Ian Spriggs MIET, Director of DSEAR at Anglian Water Services Limited and a member of CompEx's technical advisory board, explains how the team uses thermography to reduce risk and improve safety:
"We use a combination of vibration analysis and thermal imaging to carefully inspect mechanical assets in at-risk areas and ensure maintenance has been carried out correctly.
It is vital that the thermal imaging cameras we use to inspect the ignition risk of mechanical assets do not pose an ignition risk in and of themselves." FLIR is the well-known brand of thermal imaging, so we were very lucky that the FLIR Cx5 was launched just as we started consulting about a robust piece of equipment that would fit what we needed."

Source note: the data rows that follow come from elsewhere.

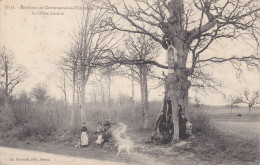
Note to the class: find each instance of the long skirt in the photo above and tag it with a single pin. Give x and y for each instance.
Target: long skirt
(100, 139)
(84, 139)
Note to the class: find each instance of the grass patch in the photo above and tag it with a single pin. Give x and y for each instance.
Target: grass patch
(211, 142)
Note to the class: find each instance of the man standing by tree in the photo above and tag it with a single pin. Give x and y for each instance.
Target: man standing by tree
(189, 28)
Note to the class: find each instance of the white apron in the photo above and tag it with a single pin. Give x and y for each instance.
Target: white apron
(84, 138)
(100, 139)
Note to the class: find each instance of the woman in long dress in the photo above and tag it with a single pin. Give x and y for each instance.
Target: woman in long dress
(99, 131)
(84, 136)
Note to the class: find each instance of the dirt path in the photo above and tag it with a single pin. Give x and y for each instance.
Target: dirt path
(11, 156)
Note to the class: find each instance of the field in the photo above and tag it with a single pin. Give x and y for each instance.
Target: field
(220, 137)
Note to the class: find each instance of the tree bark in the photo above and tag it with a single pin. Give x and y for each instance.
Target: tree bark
(144, 94)
(82, 106)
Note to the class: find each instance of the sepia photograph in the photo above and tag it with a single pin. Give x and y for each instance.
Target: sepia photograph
(120, 82)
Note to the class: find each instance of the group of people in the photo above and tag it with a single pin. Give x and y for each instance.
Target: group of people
(103, 134)
(166, 127)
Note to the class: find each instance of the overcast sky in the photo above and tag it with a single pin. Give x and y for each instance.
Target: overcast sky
(37, 41)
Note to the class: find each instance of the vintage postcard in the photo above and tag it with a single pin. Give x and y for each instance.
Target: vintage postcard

HSE interventions with the FLIR Cx5 thermal imager
The FLIR Cx5 enables at-risk facilities to meet their insurance obligations by limiting risk in potentially explosive environments and produces detailed analyses of mechanical and electrical components. It generates reports that attach sharp thermal images for illustrative purposes, making it easy to communicate concerns to higher levels for approval of critical maintenance issues.
"If you were to undergo an HSE intervention, the inspector might say 'give me the whole history of that asset,'" explains Ian. "This doesn't cover a certain period, but the entire life of that asset. Now, with the FLIR Cx5, we can clearly see the maintenance processes."
"Anglian Water's team of in-house engineers uses the FLIR Cx5 camera to perform checks on mechanical and electrical assets as part of a three-year inspection cycle that is performed to reduce risk."
Thermography: The "Next Evolution" of Inspection
Ian Spriggs is actively involved in a number of internal and external groups, such as the CompEX non-electrical working group, which drives improvements for mechanical competence associated with hazardous areas.
As part of his expert vision in this field, he recommends that certified thermography be integrated into a standard approach to the inspection of mechanical equipment in hazardous areas.
"The standards for mechanical assets lag far behind the electrical ones and need to catch up. I recommend that thermal imaging be used in hazardous environments to reduce risk and provide more possibilities for faster and safer inspections across facilities around the world."